Changing British quotation marks to American automatically

I have a couple of HTML files that were written using British-style quotation marks, as in:

‘When I last saw him, Doug said, “I promise never to drink again,” but he’s been seen drunk since then,’ Charles said.

I’d like to be able to convert this to American style, where the main quote is enclosed in double quotes instead of single quotes, and the quote-within-a-quote is enclosed in single quotes. But I can’t just replace double-quotes with single and vice versa, because there are also apostrophes (as in the “he’s” above) that can’t be replaced.

Is there any software to do this? I know how to easily convert straight quotes and apostrophes to curly quotes and apostrophes (or “smart quotes”) in Microsoft Word, and I have a perl script called SmartyPants that will do the same thing. But I can’t find any simple way to do this …

Basically I need a script, whether a word macro or a perl/python/whatever script that will identify balanced quotes and apostrophes and then replace them, I guess. Does anyboyd know of such a utility?

Any help would be greatly appreciated.

There’s a British and American style? Just to confirm that I wasn’t going mad, it took about 5 seconds to find an example in headline stories of the Times using double quotes.

Apologies for the hijack, though, because I can’t help with the actual problem!
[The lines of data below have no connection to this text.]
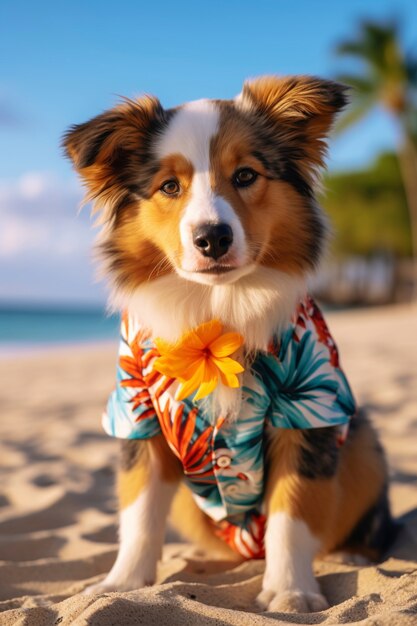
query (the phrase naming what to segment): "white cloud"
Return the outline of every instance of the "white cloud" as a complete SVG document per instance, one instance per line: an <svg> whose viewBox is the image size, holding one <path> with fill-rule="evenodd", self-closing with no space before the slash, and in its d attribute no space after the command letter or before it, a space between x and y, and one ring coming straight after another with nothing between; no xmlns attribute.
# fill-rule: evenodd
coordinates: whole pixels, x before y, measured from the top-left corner
<svg viewBox="0 0 417 626"><path fill-rule="evenodd" d="M94 286L95 232L81 188L47 172L0 180L0 296L102 299Z"/></svg>

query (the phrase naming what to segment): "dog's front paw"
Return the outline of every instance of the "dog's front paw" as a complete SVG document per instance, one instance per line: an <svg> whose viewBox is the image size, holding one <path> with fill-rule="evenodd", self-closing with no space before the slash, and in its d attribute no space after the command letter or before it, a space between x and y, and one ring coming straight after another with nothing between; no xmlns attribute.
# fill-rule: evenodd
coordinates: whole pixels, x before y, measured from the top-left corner
<svg viewBox="0 0 417 626"><path fill-rule="evenodd" d="M142 587L149 587L152 584L153 581L147 581L142 577L135 579L132 578L130 580L115 580L107 577L99 583L89 585L83 590L82 593L84 595L100 595L102 593L112 593L115 591L136 591L137 589L142 589Z"/></svg>
<svg viewBox="0 0 417 626"><path fill-rule="evenodd" d="M312 613L329 608L329 603L321 593L299 589L278 593L264 589L256 598L256 603L263 611L282 613Z"/></svg>

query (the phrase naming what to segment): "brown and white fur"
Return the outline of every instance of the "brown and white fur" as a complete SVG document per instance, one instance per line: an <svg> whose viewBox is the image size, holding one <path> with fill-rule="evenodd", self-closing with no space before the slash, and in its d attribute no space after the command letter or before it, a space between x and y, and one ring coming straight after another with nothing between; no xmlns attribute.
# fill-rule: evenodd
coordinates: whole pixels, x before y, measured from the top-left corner
<svg viewBox="0 0 417 626"><path fill-rule="evenodd" d="M336 83L271 76L245 83L234 100L165 110L146 96L72 127L64 145L100 215L112 306L167 340L216 318L244 336L246 353L265 349L321 256L326 224L314 192L345 102ZM214 401L239 419L240 390L220 386ZM342 448L334 428L267 437L258 603L322 610L315 556L344 548L377 557L388 543L383 453L362 415ZM170 510L182 533L230 556L181 477L162 436L122 444L120 550L89 591L154 582Z"/></svg>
Well, in the UK, they actually use both styles, but in British fiction (and especially older British fiction), you’ll see a lot of the kind of use I quoted.
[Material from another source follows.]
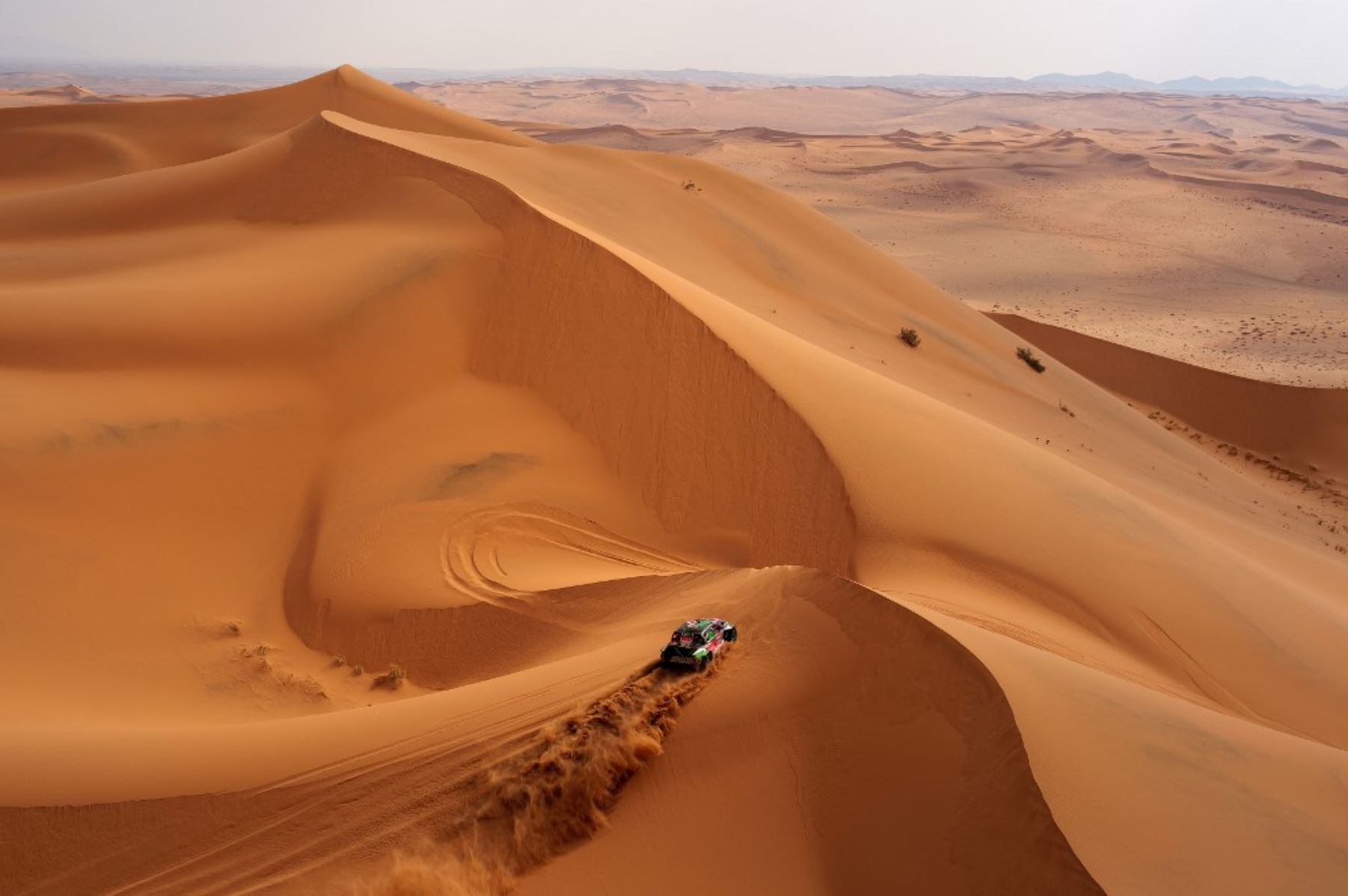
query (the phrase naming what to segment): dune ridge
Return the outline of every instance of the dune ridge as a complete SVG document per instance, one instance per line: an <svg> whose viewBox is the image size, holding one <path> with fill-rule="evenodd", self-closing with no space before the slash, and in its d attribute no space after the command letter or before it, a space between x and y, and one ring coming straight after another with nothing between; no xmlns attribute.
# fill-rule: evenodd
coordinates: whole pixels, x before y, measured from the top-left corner
<svg viewBox="0 0 1348 896"><path fill-rule="evenodd" d="M20 892L1333 892L1295 494L721 167L302 85L0 112Z"/></svg>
Check out this section of the Wikipedia article on quotation marks, which says:

So I just go with “American style” and “British style,” even though it’s not entirely accurate.

Try changing “space quote” and “quote space”.
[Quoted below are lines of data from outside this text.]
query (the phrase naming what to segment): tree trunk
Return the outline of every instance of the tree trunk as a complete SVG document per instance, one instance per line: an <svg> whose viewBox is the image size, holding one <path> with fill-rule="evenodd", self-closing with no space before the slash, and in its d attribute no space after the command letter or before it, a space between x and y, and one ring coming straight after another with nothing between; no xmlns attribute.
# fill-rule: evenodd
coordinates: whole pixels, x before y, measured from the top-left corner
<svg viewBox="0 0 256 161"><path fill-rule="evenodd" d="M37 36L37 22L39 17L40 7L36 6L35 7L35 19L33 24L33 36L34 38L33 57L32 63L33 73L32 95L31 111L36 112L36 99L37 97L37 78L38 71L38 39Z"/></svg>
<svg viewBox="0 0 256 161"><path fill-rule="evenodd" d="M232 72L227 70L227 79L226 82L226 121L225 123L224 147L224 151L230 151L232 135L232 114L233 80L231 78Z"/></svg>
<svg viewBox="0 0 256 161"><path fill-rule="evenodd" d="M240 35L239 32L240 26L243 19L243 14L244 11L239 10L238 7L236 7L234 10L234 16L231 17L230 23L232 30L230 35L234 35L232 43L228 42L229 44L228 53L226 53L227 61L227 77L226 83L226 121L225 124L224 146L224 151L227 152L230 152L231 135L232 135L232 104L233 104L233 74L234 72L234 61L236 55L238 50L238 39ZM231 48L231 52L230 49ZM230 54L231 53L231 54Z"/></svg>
You need three steps for each beginning and end quote.

  1. Change [space][double quote] to [space][@@@].
  2. Change [space][single quote] to [space][double quote].
  3. Change [@@@] to [space][single quote].

Repeat with the spaces on the other end. I think that should work.

You may still need to scan for ending apostrophes, as in plural possessives like “for goodness’ sake,” but in Word that’s just a matter of doing a Find for [s][double quote] and scanning for the incorrect ones. You might also have some dropped g’s in -ing words, so there’s a search for [n][double quote].

How long are the documents? Perhaps a final read for any errors would still be quicker than fixing the quotes all by hand.

The documents are several hundred pages long, generally. Mainly manuscripts.

This looks like it could work, without taking too much time; the only time I can see an s" not being an error is if it was a situation like:

‘And then his cars’-- she turned to glare at Bob --‘were found stuffed with corpses.’

So I could search for all instances of s" that are not followed by an em-dash (or a hyphen or whatever). Hmm…

Hmm, but then there’s the ones at the very beginning and end of paragraphs. In word you can find those with ^013 in the Find box; replace with ^p in the Replace box.